Owners are charged $30 for impounding if they agree to have their pet altered and $150 to reclaim a pet if they choose not to elect for the surgery.

However, Auerbach said, “Fees have not been consistently applied, and we’re not sure they were offered spay/neuter surgery.” For example, many reclamation fees were waived during flooding.

“We’re not saying the past has been all messed up, but there is no field manual for what we’re doing,” said Hammond, who is in her eighth month on the job. “We don’t have proof of consistency.”

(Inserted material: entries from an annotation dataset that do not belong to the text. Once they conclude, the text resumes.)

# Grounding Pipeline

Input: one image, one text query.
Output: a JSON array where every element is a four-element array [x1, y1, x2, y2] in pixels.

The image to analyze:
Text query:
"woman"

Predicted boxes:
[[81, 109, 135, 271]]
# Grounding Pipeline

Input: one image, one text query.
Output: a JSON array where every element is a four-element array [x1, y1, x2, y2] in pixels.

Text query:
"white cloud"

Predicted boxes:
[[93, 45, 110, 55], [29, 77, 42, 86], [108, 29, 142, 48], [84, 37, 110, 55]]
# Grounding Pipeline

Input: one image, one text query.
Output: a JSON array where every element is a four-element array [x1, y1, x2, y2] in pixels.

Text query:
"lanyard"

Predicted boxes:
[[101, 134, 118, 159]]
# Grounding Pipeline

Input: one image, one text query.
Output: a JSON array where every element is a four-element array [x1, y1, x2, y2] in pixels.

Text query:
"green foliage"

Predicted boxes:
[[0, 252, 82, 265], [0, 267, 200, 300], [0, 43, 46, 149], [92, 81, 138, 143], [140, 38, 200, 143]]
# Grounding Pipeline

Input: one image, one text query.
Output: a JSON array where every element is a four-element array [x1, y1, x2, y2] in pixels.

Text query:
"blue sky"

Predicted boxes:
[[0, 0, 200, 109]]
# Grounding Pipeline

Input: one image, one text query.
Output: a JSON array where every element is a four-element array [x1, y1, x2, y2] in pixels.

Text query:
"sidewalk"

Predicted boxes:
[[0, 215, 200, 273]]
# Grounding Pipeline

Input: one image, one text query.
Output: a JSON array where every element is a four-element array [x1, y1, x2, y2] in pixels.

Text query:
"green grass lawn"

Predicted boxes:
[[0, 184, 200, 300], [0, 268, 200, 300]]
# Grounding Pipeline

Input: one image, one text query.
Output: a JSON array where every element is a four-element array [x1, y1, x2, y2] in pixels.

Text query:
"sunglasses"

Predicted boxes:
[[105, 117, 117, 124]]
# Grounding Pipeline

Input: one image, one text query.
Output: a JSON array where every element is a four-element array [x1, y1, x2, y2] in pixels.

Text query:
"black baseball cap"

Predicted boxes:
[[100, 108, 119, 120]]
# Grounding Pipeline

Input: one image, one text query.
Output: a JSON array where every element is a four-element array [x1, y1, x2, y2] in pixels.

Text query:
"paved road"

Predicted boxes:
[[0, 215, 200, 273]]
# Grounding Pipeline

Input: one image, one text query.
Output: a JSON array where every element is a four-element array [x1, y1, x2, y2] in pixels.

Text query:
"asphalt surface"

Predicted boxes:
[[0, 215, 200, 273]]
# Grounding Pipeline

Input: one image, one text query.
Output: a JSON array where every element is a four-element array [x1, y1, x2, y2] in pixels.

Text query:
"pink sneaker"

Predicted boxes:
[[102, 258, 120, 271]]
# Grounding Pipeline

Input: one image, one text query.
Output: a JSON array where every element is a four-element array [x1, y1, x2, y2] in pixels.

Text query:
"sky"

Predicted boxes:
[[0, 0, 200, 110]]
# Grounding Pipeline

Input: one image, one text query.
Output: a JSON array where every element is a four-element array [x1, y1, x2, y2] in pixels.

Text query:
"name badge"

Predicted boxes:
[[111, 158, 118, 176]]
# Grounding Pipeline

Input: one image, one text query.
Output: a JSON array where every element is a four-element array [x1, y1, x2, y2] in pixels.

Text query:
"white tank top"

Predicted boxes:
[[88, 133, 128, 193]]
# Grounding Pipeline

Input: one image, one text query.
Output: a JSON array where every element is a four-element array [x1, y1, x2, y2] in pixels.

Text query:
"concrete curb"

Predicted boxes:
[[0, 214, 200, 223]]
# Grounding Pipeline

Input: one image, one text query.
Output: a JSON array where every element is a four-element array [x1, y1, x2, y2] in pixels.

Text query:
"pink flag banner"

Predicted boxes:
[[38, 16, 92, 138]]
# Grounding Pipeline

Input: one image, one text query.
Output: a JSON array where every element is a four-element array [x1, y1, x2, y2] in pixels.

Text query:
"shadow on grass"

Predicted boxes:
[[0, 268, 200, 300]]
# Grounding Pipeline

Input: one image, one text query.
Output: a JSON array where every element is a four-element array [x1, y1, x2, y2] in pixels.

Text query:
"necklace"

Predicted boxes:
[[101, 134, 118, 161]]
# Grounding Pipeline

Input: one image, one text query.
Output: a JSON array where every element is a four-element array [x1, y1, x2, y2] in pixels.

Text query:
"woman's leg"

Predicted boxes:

Additionally, said Auerbach, “in the data collection, we realized there is a lot of info we don’t have.” She would like to know what breeds they are, where they’re coming from, why people aren’t sterilizing them or if they were even offered sterilization when they reclaimed them the first time. There could be other factors at play in pet owners’ decisions, such as lack of education, she said.

“I have an interest in finding out more from a study, but a bigger interest in making the change to first impoundment,” said Lundstedt, who wanted to move forward on changing the current code in conjunction with conducting the study. “In my opinion, if we would have had spay/neuter required on first impoundment, we wouldn’t have had 216 dogs going unaltered between first and second impoundment.”

He added, “I don’t see anything in the data that it would be a bad thing to implement. I feel like our motion is being sabotaged by a study.”

“I respectfully disagree, David,” said Mitchell. “The data doesn’t show me what I need to know.”

“I think it’s worth doing data,” agreed Commissioner Kristen Kjellberg. “I practice evidence-based medicine, so I want to make evidence-based decisions.”

Kjellberg, a veterinarian, said that she’s been working very hard for a long time to build goodwill in the community. “I can’t tell you how hard it was to put a microchip in an animal because people were untrusting,” Kjellberg said. Additionally, there are medical considerations that need to be taken into account, she said.

Commissioner Mike Kaviani added that he was concerned about the unintended consequences the change could bring about. “When we have the data, we will actually know what needs to be fixed,” he said.

Further stating his case to the contrary, Lundstedt said it was “irresponsible for a city to advocate the principles of ‘no kill’ and not do everything they can to spay/neuter.” Changing city code so that the surgery would be required on first impoundment would be “a step to show that we’re doing something,” he said.

“A study shows we care,” countered Commissioner Robert Shaw.

“I’d like people to leave with a good relationship, feeling the city works with them rather than feel(ing) the city forces stuff on them,” said Commissioner Palmer Neuhaus.

According to the city staff’s report, there is some disagreement among animal welfare groups on this issue. The Austin Humane Society has voiced support for the change to first impoundment, but Austin Pets Alive! and Emancipet have requested further information before stating an opinion.

Just before the commission voted, Hammond stated that her department wasn’t taking a stance and that “we’re going to collect this information no matter what; we’re going to improve our data collection.”

Starting March 15, people who choose not to have their pet sterilized after first impoundment will be asked to fill out a one-page survey. “The main piece of data we’re hoping to collect is why people opt not to have their pets spayed or neutered,” said Auerbach.

The Monitor confirmed that Austin Animal Services started the pilot study on Tuesday and will provide the commission with a monthly update on its findings.